You can notice the `_c0` column has type string, even-though its value is a polygon of GPS coordinates. So first step is to convert the string column into a `Geometry type column`.

In [8]:
spatialDf=sedona.sql("select ST_GeomFromText(rawdf._c0) as county_shape, rawdf._c6 as county_name from rawdf")
spatialDf.show()

+--------------------+--------------------+
|        county_shape|         county_name|
+--------------------+--------------------+
|POLYGON ((-97.019...|       Cuming County|
|POLYGON ((-123.43...|    Wahkiakum County|
|POLYGON ((-104.56...|      De Baca County|
|POLYGON ((-96.910...|    Lancaster County|
|POLYGON ((-98.273...|     Nuckolls County|
|POLYGON ((-65.910...|Las Piedras Munic...|
|POLYGON ((-97.129...|    Minnehaha County|
|POLYGON ((-99.821...|       Menard County|
|POLYGON ((-120.65...|       Sierra County|
|POLYGON ((-85.239...|      Clinton County|
|POLYGON ((-83.880...|      Hancock County|
|POLYGON ((-102.08...|         Hale County|
|POLYGON ((-85.978...|         Clay County|
|POLYGON ((-101.62...|    Armstrong County|
|POLYGON ((-84.397...|        Allen County|
|POLYGON ((-82.449...|     McDuffie County|
|POLYGON ((-90.191...|         Sauk County|
|POLYGON ((-92.415...|        Stone County|
|POLYGON ((-117.74...|      Wallowa County|
|POLYGON ((-80.518...|       Bea

In [9]:
spatialDf.printSchema()

root
 |-- county_shape: geometry (nullable = true)
 |-- county_name: string (nullable = true)

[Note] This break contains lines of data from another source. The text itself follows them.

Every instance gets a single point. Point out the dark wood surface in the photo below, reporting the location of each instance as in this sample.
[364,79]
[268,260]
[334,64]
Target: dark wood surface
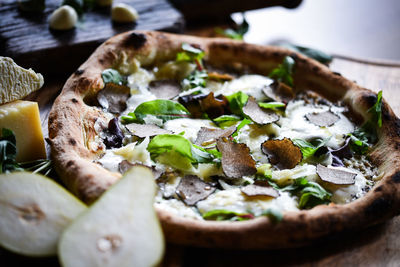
[28,39]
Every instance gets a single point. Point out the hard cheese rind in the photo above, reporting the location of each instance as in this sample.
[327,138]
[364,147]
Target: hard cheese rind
[17,82]
[22,117]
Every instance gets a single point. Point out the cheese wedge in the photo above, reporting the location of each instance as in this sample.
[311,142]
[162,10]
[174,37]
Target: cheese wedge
[17,82]
[22,117]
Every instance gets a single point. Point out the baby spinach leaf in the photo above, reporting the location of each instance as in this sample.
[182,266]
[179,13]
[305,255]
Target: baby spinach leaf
[283,73]
[195,79]
[113,76]
[308,149]
[163,143]
[226,215]
[272,105]
[310,194]
[237,101]
[160,108]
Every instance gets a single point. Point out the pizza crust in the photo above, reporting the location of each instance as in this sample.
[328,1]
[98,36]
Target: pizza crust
[71,127]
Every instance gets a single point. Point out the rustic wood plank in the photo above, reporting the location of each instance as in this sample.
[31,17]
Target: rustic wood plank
[28,39]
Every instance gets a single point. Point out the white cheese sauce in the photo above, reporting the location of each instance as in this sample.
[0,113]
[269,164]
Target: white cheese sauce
[293,124]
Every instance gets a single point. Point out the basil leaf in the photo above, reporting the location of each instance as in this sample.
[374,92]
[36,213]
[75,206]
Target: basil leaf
[8,152]
[272,105]
[236,34]
[273,214]
[113,76]
[195,79]
[226,120]
[163,143]
[376,111]
[32,5]
[283,73]
[224,215]
[237,101]
[162,109]
[308,149]
[309,193]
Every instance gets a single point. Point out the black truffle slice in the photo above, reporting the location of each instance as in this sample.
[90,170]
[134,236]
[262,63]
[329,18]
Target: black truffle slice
[257,114]
[192,189]
[335,176]
[284,154]
[323,119]
[165,89]
[236,159]
[206,136]
[113,97]
[144,130]
[260,189]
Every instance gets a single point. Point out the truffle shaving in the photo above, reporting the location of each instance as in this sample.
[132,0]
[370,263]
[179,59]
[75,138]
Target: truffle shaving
[282,153]
[113,97]
[207,136]
[192,189]
[323,119]
[236,159]
[257,114]
[335,176]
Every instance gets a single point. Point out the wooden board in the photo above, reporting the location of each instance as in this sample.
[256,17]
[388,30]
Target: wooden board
[28,39]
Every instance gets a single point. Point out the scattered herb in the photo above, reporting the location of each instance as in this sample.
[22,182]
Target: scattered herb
[272,105]
[310,193]
[237,101]
[161,109]
[308,149]
[191,54]
[195,79]
[237,33]
[283,73]
[226,215]
[113,76]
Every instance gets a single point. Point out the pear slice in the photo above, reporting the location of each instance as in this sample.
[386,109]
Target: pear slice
[120,229]
[34,211]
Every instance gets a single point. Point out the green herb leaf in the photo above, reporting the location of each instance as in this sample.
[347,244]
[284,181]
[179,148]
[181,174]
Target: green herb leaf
[236,102]
[163,143]
[226,215]
[308,149]
[273,214]
[310,193]
[283,73]
[162,109]
[113,76]
[272,105]
[225,121]
[376,111]
[8,152]
[236,34]
[195,79]
[32,5]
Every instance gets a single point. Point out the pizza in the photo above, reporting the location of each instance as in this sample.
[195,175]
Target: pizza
[251,146]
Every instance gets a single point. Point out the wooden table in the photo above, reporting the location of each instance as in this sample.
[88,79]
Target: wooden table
[376,246]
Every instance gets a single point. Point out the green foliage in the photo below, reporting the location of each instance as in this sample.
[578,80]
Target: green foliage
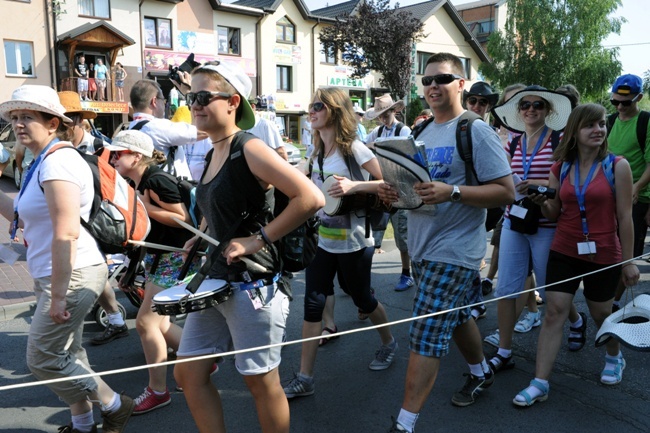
[555,42]
[379,39]
[413,110]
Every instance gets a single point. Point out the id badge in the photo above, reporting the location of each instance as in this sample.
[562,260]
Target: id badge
[518,211]
[585,248]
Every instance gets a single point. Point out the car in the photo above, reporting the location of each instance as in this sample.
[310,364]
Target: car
[293,153]
[11,169]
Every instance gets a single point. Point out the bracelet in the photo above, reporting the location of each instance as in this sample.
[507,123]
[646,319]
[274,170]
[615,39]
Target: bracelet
[266,238]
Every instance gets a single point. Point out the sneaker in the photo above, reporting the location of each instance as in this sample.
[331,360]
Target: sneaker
[479,312]
[472,388]
[383,357]
[493,339]
[530,321]
[299,387]
[148,401]
[405,282]
[115,422]
[111,333]
[486,287]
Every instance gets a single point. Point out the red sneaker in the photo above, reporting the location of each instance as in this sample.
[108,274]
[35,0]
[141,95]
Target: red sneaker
[149,401]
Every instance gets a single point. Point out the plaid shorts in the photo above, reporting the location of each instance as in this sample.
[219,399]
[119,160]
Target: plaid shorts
[440,287]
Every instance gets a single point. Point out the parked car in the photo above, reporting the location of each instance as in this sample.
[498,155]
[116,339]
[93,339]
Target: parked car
[8,140]
[293,153]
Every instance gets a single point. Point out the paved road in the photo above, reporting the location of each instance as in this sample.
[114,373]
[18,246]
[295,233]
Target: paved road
[351,398]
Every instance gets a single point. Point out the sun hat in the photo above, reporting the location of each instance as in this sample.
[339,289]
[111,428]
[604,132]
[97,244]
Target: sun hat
[481,88]
[72,104]
[34,97]
[383,103]
[627,84]
[133,140]
[236,76]
[556,119]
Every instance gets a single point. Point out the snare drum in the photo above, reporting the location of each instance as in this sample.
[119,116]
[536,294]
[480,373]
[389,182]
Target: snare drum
[335,206]
[177,300]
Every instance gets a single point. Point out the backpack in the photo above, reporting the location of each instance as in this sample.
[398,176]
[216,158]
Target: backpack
[641,127]
[398,128]
[117,215]
[187,190]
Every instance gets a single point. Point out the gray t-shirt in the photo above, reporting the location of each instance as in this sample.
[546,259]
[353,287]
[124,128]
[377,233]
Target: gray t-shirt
[454,233]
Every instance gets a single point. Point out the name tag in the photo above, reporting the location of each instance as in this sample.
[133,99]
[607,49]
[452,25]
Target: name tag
[586,248]
[518,211]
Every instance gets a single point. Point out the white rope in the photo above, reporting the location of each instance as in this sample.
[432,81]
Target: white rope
[288,343]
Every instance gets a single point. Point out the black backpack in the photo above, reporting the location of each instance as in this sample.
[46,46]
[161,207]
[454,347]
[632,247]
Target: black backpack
[641,127]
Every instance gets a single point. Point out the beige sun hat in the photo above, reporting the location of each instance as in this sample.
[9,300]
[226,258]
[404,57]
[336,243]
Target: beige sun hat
[36,98]
[383,103]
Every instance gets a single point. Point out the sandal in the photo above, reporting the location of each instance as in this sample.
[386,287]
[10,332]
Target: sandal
[527,399]
[499,363]
[613,377]
[329,334]
[577,343]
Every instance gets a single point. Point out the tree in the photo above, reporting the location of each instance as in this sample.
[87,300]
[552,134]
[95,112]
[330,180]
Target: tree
[555,42]
[376,39]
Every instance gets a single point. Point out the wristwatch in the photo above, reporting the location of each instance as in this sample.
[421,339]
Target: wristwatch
[455,194]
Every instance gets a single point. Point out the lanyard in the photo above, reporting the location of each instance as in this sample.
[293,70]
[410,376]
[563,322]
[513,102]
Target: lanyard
[527,163]
[32,169]
[580,193]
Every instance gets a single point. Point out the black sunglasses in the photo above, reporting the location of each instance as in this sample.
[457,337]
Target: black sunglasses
[317,107]
[204,97]
[537,105]
[473,100]
[440,79]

Now you can notice the `county_shape` column has geometry type now.

## 4. Save the geo dataframe

To save a Spatial DataFrame to some permanent storage such as Hive tables, S3 and HDFS, you can simply `convert each geometry in the Geometry type column back to a plain String` and save the plain DataFrame to wherever you want.

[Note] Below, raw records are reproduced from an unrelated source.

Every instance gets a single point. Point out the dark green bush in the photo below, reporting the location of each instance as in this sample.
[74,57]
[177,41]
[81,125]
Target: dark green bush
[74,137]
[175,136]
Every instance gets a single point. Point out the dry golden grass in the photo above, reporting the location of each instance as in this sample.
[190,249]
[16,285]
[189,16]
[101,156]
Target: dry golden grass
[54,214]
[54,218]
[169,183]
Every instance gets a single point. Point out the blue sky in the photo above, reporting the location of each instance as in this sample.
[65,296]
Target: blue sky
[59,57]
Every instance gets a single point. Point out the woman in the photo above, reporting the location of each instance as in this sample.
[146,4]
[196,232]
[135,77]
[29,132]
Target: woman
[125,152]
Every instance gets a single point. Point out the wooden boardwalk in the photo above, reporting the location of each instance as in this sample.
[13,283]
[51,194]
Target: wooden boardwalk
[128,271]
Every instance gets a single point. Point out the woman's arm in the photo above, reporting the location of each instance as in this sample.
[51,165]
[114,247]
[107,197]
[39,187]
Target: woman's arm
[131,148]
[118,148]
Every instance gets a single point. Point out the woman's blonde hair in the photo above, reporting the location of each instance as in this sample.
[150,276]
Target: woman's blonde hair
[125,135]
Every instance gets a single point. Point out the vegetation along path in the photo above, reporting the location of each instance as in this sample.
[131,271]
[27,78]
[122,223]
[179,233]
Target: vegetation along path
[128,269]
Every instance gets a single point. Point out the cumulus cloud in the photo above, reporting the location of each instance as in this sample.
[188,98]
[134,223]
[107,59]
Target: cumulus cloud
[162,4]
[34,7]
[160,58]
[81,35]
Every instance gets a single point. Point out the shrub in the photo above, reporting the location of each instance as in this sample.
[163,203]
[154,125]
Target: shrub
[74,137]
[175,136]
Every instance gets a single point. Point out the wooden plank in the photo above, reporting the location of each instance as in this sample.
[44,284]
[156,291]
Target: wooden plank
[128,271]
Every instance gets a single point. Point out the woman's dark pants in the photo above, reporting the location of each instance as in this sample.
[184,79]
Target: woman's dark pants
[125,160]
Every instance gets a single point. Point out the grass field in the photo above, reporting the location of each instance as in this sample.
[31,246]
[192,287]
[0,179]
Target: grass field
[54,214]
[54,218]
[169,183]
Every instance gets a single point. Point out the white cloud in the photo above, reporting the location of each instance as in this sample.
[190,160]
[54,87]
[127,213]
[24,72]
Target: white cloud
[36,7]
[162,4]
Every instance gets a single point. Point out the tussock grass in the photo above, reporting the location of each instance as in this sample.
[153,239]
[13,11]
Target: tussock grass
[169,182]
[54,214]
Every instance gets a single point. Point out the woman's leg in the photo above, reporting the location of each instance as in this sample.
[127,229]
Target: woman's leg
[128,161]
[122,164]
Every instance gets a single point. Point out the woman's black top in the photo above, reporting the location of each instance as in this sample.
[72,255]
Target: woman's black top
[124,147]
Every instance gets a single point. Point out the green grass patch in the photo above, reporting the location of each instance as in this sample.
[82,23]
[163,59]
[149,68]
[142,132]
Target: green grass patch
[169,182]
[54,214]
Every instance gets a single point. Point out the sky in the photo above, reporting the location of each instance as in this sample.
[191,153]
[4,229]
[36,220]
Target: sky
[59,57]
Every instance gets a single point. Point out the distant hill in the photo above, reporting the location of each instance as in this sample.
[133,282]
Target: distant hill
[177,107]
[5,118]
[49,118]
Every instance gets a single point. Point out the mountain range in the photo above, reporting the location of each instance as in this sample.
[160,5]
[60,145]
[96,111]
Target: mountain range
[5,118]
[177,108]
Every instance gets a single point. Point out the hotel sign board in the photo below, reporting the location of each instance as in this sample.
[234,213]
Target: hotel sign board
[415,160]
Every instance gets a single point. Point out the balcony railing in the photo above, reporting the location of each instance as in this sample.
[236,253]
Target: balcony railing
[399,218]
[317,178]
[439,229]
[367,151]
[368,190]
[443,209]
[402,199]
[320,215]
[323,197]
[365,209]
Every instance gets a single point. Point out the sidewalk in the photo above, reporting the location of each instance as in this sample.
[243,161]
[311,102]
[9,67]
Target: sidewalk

Use the following code to convert the Geometry column in a DataFrame back to a WKT string column:

```sql
SELECT ST_AsText(county_shape) FROM rawdf
```


### 4.1 Save GeoParquet

Since v1.3.0, Sedona natively supports writing GeoParquet file. GeoParquet can be saved as follows:

In [9]:
output_path = f"{data_folder_path}/tmp/county_geo_parquet"
spatialDf.write.format("geoparquet").save(output_path)

Sedona/spark allow us to read and write many geospatial datasource, we won't show all of them in this tutorial. We will have a dedicated section for this

> From the first check, you can notice the tsv file is 4MB, and geo parquet file is only 3MB. And the geo parquet already has geo-schema(e.g. point, line, polygon, etc.).